31 de Outubro de 2007 / às 22:25 / em 10 anos

Petrobras recorrerá de decisão da Justiça a favor da Ceg

Por Denise Luna

RIO DE JANEIRO (Reuters) - A Petrobras decidiu recorrer da decisão da Justiça que a fez retomar o fornecimento de gás natural para a distribuidora do Rio de Janeiro Ceg, informou nesta quarta-feira a diretora de Gás e Energia, Graça Silva Foster.

Com a decisão judicial, a Petrobras teve que retomar a remessa de gás para a Ceg e a Ceg-Rio e com isso reduzir o envio do combustível para as térmicas, ocasionando uma redução de geração de energia por elas de 250 MW nesta quarta-feira.

“Vamos recorrer da Ceg porque entendo que temos esse direito”, afirmou Graça.

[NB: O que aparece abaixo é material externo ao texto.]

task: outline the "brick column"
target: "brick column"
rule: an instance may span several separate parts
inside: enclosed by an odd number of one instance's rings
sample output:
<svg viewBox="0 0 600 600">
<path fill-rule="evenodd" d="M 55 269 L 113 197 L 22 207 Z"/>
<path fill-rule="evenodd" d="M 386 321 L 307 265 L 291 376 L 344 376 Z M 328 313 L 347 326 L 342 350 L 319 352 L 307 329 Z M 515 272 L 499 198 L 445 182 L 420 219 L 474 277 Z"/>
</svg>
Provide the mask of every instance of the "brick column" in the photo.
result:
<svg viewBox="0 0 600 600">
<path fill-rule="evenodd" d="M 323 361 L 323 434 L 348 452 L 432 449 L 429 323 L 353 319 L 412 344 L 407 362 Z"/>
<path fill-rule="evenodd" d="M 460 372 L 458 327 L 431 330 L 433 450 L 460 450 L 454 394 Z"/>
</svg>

A Petrobras é a terceira maior geradora de energia do país com parque com capacidade de 4 mil MW. Em contrato com a agência reguladora do setor elétrico, a Aneel, a estatal se comprometeu a fornecer gás para todas as termelétricas necessárias para manter o sistema seguro.

Se a empresa se negar a fornecer o gás, poderá ser multada. Graça informou, porém, que a multa se aplica se o volume não for fornecido durante um espaço de tempo, e não apenas em alguns dias, mas ela não deu detalhes.

A executiva explicou que o volume enviado para a Ceg e a Ceg-Rio está acima do contratado entre as duas companhias, assim como ocorreu também com a Comgás, distribuidora de São Paulo.

Segundo Graça, a Comgás tem recebido 2 milhões de metros cúbicos a mais por dia, assim como a Ceg. Já a Ceg-Rio recebe 400 mil a mais.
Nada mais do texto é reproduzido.